La archidiócesis católica había estado intentando ponerse en contacto con Harry y se negaba a dejar un mensaje en su hotel. Habían localizado a Willis a través del despacho de Harry, y el propio Byron había decidido realizar la llamada. Danny había sido asesinado, había dicho en voz baja, en lo que parecía ser un atentado terrorista contra un autocar que se dirigía a Asís.

En el giro emocional que se produjo a continuación, Harry había cancelado sus planes para regresar a Los Ángeles y había reservado un vuelo a Italia para el domingo por la noche. Iría allí y él mismo llevaría a Danny a casa. Era lo único que podía hacer… y lo último.
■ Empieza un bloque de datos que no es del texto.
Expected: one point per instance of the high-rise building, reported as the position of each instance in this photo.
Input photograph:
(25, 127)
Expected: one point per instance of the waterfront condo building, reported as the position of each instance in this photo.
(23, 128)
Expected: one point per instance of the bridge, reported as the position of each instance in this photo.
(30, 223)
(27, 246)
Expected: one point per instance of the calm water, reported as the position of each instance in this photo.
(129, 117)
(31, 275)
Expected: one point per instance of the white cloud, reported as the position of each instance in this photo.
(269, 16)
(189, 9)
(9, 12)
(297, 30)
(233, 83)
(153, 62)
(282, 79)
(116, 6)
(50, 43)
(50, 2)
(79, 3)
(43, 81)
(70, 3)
Luego, el domingo por la mañana se había puesto en contacto con el Departamento de Estado y había pedido que la embajada de Estados Unidos en Roma organizara una reunión entre él y la gente que investigaba el atentado contra el autocar. Danny se había mostrado temeroso y turbado; quizá sus palabras arrojarían un poco de luz sobre lo ocurrido. Después, y por primera vez en muchísimo tiempo, Harry había ido a la iglesia. Y había rezado y sollozado.


Debajo de él, Harry oyó el ruido del tren de aterrizaje al bajar. Miró por la ventanilla y vio aparecer la pista, mientras dejaban atrás la campiña italiana con sus campos abiertos y sus acequias. Luego sintió una sacudida cuando tocaron tierra: redujeron la velocidad, giraron y rodaron hacia los largos y poco iluminados edificios del aeropuerto Leonardo da Vinci.


La mujer uniformada que atendía en el puesto de control de pasaportes le pidió que esperara y tomó el teléfono. Harry se vio reflejado en el cristal mientras aguardaba. Llevaba aún su traje de Armani azul oscuro y su camisa blanca, tal como lo describían en el artículo de Variety. En su maleta había otro traje yotra camisa, junto con un jersey ligero, un chándal, un polo, unos téjanos y zapatillas de deporte. Era la misma maleta que había hecho para Nueva York.